Las dos eran oaxaqueñas. Vale decir, las dos eran mujeres fuertes, señoras de gran prestancia y señorío. Yo digo que en Oaxaca hasta las mujeres feas son hermosas. Yo digo que en Oaxaca hasta las mujeres bajitas son muy altas.

Una se llamó Juana Catarina Romero, y fue amiga de don Porfirio -muy amiga- cuando éste daba sus primeros pasos en la carrera de las armas. A esa linda muchacha todos le decían Juan Cata. Yo he visto fotografías de ella. En el sepia de sus retratos aparece bien plantada, serena en una cierta belleza reposada, la frente amplia, los labios finos, firme el mentón, las cejas bien arqueadas. "... Era una india zapoteca -escribe un viajero que la conoció-, con la piel bronceada, joven esbelta, elegante, y tan bella que encantaba los corazones de los blancos como en otro tiempo la amante de Cortés...".

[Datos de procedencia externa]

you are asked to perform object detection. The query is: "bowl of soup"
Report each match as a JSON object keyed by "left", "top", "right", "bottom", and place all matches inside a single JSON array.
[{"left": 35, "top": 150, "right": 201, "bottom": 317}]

El porte de Juana Cata era de estudiada altivez, tanto que las otras mujeres la tachaban de soberbia. No lo era. Con Porfirio tenía arrullos de paloma y timideces de gacela. Su gente, los zapotecas, la respetaban como descendiente de los antiguos señores de la raza. Le atribuían virtudes de maga buena, la creían capaces de obrar prodigios taumaturgos. Y en efecto, los obró más de una vez. Cuando el conde Brasseur, viajero venido de la Francia, enfermó de una terrible fiebre en Juchitán, Juana Cata le hizo beber una poción hecha de atole con mezcla de hierbas salutíferas, y Brasseur recuperó la salud mientras otros paisanos suyos morían víctimas de aquella misma calentura. El conde juraba que había visto cómo Juana hacía que se abriera instantáneamente un botón de rosal diciendo unas palabras sobre él.

Por aquellos años Juana Cata tenía 22 y estaba en el apogeo de su belleza de india zapoteca. Hablaba con rara perfección el español; lo pronunciaba con el suavísimo acento cantadito que ponen al hablarlo las hijas de la tierra. Sabía leer y escribir, cosa rara por entonces en una mujer de su condición. Tenía tan recia personalidad y un carácter tan firme que se trataba de igual a igual con los hombres, no sólo indios, sino también blancos. Se ganaba la vida torciendo tabaco y vendiendo cosas en los cuarteles. Jugaba al billar -juego muy popular entre los militares-, y a casi todos podía vencerlos en el juego. Vestía con tan singular elegancia que todos pensaban que el dinero se le iba en vestidos y alhajas. Solía bordar por sí misma sus huipiles con hilos de oro y plata. Su orgullo mayor era lucir los domingos y días de fiesta varios collares formados con monedas de oro. Usaba con noble prestancia el traje típico de las tehuanas.

Porfirio Díaz se enamoró de Juana Cata -¿quién no?- y ella le correspondió con ardiente amor de mujer mexicana.